How a dental student became one of N.J.’s top jewelers

Tommy Calabro, owner of Twin City Jewelers, shows how family businesses often take unusual paths to success

There are 32 teeth in an adult’s mouth. And Tommy Calabro knew how to carve each one of them out of wax to absolute anatomical perfection.

Perfect enough to make something of a hustle out of it.

As he was making his way through dental school, Calabro made money helping incoming students tasked with creating their own working models of teeth. It combined two things he was good at: sales, and the incredibly precise handcrafting skills required of jewelers.

Those two abilities still serve him well today as owner of Twin City Jewelers … even if the dental school didn’t pan out. The jewelry shop has become a local staple in Lakewood, where it got its start 40 years ago, and Howell, where Calabro has now expanded the family business.

Twin City Jewelers is located in Lakewood and in Howell.

The Lakewood location was where Calabro (literally) cut his teeth from a young age. He took an early interest in jewelry work in what was at the time his uncle’s store after spending summers there sweeping floors, cleaning counters and shoveling snow.

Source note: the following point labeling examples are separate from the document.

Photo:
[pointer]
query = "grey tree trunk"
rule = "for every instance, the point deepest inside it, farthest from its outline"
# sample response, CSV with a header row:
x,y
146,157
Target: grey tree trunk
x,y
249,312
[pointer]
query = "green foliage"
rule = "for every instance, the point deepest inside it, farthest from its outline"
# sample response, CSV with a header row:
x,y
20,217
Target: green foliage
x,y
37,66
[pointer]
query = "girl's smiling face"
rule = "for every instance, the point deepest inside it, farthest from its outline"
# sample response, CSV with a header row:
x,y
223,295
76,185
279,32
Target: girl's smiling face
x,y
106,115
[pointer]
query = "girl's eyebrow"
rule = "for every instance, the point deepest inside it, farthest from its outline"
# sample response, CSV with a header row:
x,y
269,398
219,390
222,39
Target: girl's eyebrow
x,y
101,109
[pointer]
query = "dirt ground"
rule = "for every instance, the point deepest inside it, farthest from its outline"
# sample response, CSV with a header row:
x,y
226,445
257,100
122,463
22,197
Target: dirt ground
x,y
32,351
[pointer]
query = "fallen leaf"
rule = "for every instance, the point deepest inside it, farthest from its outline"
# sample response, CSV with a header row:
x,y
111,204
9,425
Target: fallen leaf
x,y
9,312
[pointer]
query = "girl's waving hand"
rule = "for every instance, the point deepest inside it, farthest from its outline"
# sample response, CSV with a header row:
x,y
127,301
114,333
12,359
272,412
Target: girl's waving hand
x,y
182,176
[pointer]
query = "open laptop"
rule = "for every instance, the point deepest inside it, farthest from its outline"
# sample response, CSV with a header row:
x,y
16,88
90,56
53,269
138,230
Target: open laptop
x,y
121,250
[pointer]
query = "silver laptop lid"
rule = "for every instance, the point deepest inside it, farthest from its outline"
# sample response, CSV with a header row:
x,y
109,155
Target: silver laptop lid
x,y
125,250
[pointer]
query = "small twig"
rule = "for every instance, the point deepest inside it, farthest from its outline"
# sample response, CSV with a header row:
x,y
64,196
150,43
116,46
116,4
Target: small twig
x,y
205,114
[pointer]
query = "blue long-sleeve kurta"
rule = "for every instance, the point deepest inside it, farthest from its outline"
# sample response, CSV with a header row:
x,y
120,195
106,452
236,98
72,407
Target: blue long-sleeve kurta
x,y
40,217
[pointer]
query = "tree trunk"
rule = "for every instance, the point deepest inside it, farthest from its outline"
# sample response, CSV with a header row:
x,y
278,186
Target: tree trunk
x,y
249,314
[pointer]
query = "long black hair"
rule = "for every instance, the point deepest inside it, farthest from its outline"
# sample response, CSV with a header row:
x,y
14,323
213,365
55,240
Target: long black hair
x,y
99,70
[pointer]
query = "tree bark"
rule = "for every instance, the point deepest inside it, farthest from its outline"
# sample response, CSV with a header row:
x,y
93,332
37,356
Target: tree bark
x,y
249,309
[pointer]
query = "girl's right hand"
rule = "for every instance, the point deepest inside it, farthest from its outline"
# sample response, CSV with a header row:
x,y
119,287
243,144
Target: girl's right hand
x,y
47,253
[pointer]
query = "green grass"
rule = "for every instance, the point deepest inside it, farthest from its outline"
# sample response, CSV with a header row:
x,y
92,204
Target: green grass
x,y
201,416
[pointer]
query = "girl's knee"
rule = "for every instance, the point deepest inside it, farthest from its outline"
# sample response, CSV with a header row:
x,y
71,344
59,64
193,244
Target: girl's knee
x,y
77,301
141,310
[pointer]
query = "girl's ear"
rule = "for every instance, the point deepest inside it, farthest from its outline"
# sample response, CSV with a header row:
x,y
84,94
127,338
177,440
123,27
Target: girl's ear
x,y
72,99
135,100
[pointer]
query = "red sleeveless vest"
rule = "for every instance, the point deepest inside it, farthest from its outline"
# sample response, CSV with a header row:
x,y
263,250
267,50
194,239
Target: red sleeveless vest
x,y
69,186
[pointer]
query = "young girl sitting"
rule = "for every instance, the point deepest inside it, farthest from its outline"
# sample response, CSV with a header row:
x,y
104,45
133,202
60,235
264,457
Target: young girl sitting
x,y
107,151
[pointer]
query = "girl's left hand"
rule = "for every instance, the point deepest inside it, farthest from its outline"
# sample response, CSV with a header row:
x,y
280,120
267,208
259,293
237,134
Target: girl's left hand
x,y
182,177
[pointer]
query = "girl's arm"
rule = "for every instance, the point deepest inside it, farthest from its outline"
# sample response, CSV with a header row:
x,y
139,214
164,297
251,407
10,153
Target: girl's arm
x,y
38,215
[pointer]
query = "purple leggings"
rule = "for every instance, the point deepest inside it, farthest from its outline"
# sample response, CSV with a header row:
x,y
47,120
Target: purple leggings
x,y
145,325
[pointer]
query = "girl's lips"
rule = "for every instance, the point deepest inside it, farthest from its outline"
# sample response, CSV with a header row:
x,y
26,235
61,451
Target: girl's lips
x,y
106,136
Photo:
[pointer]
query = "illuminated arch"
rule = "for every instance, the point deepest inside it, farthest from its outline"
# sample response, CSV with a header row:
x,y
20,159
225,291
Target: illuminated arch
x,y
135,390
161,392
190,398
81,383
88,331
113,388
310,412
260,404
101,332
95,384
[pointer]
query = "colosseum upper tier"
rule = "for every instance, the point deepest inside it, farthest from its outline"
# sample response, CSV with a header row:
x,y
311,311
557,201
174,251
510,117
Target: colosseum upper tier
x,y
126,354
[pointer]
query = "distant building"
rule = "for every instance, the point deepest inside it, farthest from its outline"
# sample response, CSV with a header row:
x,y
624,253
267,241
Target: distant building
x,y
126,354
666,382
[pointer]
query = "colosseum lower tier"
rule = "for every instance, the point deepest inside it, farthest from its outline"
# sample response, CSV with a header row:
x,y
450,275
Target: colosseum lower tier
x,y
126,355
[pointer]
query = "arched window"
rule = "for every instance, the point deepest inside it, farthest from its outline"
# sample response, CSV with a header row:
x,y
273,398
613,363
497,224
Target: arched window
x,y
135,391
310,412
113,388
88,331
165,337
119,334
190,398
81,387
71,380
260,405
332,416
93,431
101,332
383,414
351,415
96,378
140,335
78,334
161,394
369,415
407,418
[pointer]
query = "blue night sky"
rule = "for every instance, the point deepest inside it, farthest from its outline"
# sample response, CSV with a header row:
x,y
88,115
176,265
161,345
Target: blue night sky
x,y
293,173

“I started goldsmithing when I turned 15,” Calabro said. “My uncle had bought a goldsmithing bench and set it right next to his. And I spent the next few years learning the art of stone-setting and goldsmithing.”

He attended high school, he studied at Georgian Court University, he took a job as a chemist and he decided he wasn’t cut out to be one before enrolling in dental school. Throughout it all, he worked in the jewelry shop.

At every stage of his life, he was steadily improving at the trade and learning more about the ins and outs of the business. But taking over as owner of the now second-generation family-owned business was more something he fell into than something always planned to do.

“(My uncle) took ill when I was halfway through dental school, and we didn’t know how ill he was at the time,” he said. “He asked me if I would help him run the store when (he was) in the hospital while receiving treatment for cancer. I talked it over with my wife, and we agreed that, since he had done so much for me, it was the right thing to do.”

Calabro, after taking a leave of absence from dental school, was running the store full-time when his uncle ultimately succumbed to his disease. Calabro was left with a small ownership in the store, and, in 1992, decided, once more with his wife, to purchase the other ownership stakes from his uncle’s other heirs.

That meant he had to give up on the dental dream — if you could call it that.

“Honestly, I haven’t looked back,” he said. “I was more of a people person anyways, and dentistry is not that kind of career. So, this — talking to people every day, sitting on local boards, being in a small town where you get to know everyone — suited me.”

Under Calabro’s watch, the business has added more locations — while still serving the Lakewood community that has come to be shaped largely by Beth Medrash Govoha, the country’s largest Orthodox Jewish yeshiva, or educational institution — and increased its gross sales every year.

“My uncle was complacent with the level he had taken the business to,” he said. “Of course, the young guy always wants a little more, a little better. So, we’ve expanded the services we offer and added probably 100 times the inventory, maybe more than that, from when my uncle owned the store.”

That inventory swelled with Calabro’s and his team’s custom jewelry creations during the initial store closures of the pandemic. They kept busy with the expectation that they’d have to have products for a reopening Calabro hoped would bring in more business than ever.

And, according to Calabro, the holiday season after the shutdowns … brought in more business than ever.

Over three decades of running a jewelry store, Calabro has fought tooth and nail to keep the business legacy his late uncle established relevant. And, so far, it’s working.

“There’s really no secret to success here; it’s a constant work in progress,” he said. “Running a business without changing based on what happens around you is no way to survive anyways.”